Then we got in the Jeep, and
Somewhere around nine, the driver asked where we were going. He took the piece of paper we had with directions, looked a the cell phone we’d listed, and dialed another.
“What’s your name?” he asked me.
“Alonso”
I’ve long since learned to answer this question by borrowing a name from another in any circumstance where time is of essence and accuracy might be important. “Hamete” just doesn’t stick in anyone’s mind.
At this point, Alonso began to laugh, a nearly hysterical laugh colored by the effort of trying to contain a feral contempt. I recognized this laugh from a few days earlier when, in a state of exhaustion, I was presented with a hopelessly arcane outline for a solution to a simple problem, responded with a simple fix, and was told that thus removing the original problem entirely would be very helpful in resolving some technical aspects of the already envisioned impossibly elaborate solution. It is a self-righteous laughter, distant kin to the mirth which greets a friend when she pays a trivial but richly deserved price for a small act of idiocy, but blood brother to the laughter that greets an enemy when her deeper vices are called to account.
“What’s your name” Alonso cackled, “Like that’ll help. What’s your name?”
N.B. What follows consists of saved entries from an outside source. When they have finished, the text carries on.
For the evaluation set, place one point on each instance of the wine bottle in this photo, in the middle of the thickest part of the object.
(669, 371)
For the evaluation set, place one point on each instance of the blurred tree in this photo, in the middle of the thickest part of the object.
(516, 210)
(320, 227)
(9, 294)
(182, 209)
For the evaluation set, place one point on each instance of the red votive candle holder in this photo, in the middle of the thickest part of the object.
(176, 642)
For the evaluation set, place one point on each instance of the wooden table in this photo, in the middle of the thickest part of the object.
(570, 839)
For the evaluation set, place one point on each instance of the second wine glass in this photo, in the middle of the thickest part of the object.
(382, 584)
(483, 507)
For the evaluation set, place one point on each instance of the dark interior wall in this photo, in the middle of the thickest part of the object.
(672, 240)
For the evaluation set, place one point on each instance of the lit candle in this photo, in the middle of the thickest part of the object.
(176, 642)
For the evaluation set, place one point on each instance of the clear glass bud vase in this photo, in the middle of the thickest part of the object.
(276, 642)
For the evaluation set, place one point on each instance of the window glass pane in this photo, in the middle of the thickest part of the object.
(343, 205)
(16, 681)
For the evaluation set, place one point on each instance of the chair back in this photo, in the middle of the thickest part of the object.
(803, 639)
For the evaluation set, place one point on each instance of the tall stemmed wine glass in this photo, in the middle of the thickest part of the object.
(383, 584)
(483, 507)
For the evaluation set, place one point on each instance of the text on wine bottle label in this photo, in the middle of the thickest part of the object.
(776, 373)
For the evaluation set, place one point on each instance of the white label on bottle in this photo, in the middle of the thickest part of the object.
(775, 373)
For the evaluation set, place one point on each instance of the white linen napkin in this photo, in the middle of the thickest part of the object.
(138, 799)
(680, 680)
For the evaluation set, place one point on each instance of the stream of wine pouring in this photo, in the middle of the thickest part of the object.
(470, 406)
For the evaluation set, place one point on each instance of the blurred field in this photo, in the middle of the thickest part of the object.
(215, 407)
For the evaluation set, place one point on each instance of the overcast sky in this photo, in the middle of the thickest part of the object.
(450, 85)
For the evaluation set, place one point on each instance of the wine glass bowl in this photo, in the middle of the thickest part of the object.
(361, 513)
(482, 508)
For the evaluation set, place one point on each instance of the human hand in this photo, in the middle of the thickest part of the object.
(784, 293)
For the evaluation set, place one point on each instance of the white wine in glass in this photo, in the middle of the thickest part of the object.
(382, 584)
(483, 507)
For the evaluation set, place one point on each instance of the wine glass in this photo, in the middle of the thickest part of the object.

It can be easy to infantilize a person who struggles to express himself in your language. To fail to control this instinct is understandable, natural, and deeply unimpressive. At any rate, we drove on, asked for directions, and eventually found ourselves there, at which point

A boat and a bus ride later, I was skipping rocks from the yard of some old church, terribly ornate in a way I recognize from a two hundred year old chapel built by a wealthy family in among the vineyards south of Rancagua. (If you ever find yourself there, and are not too morally squeamish, I highly recommend the museum that an arms dealer and wanted international criminal built nearby). There was an interesting pulpit, perhaps 10 meters tall, and shaped like a lotus flower. And there was an icon with writing I’ve never seen, somewhat like cyrillic except that it had a character like a 4 and a p stuck together, and another like a two-button mouse.
We made our way back to the resort, where Alonso was highly bemused that I was “extreme” enough to eat lunch with my hands. I made my way to a hammock, with Chatwin, and talked to Sansón for a
I woke up around 2, and we hopped a boat, where we played a game variously described as “Ace” or “Ass”, and which seemed to consist variously of an elimination round rather like war, followed by a bit of card-counting which I consistently failed to reach. We stopped by a fish-fry, where we didn’t buy a refilled scotch bottle of distilled palm wine, perhaps because as Alonso informed us it was unhygenic.
“I know because a local told me it was unhygenic”
We stopped for tea and a power outage along the way, and then set back off through the darkness. Sansón led a spirited rendition of “Show Me The Meaning”, and I tried to explain to a near total stranger why one might date the same person more than once. In the choruses, the other men joined Sansón en masse. The stranger tried to explain to me the anxiety of always looking to trade up. I understood, but tried to find a way to politely observe that I’ve never dated anyone who could be “traded up from.” On the highest notes, sometimes the women supported Sansón, too. Sometimes a stranger forces you to give enough context to a story that it makes sense, and in the process you realize more about how the pieces fit together.
Sometimes no one forces enough context on a story for it to make sense.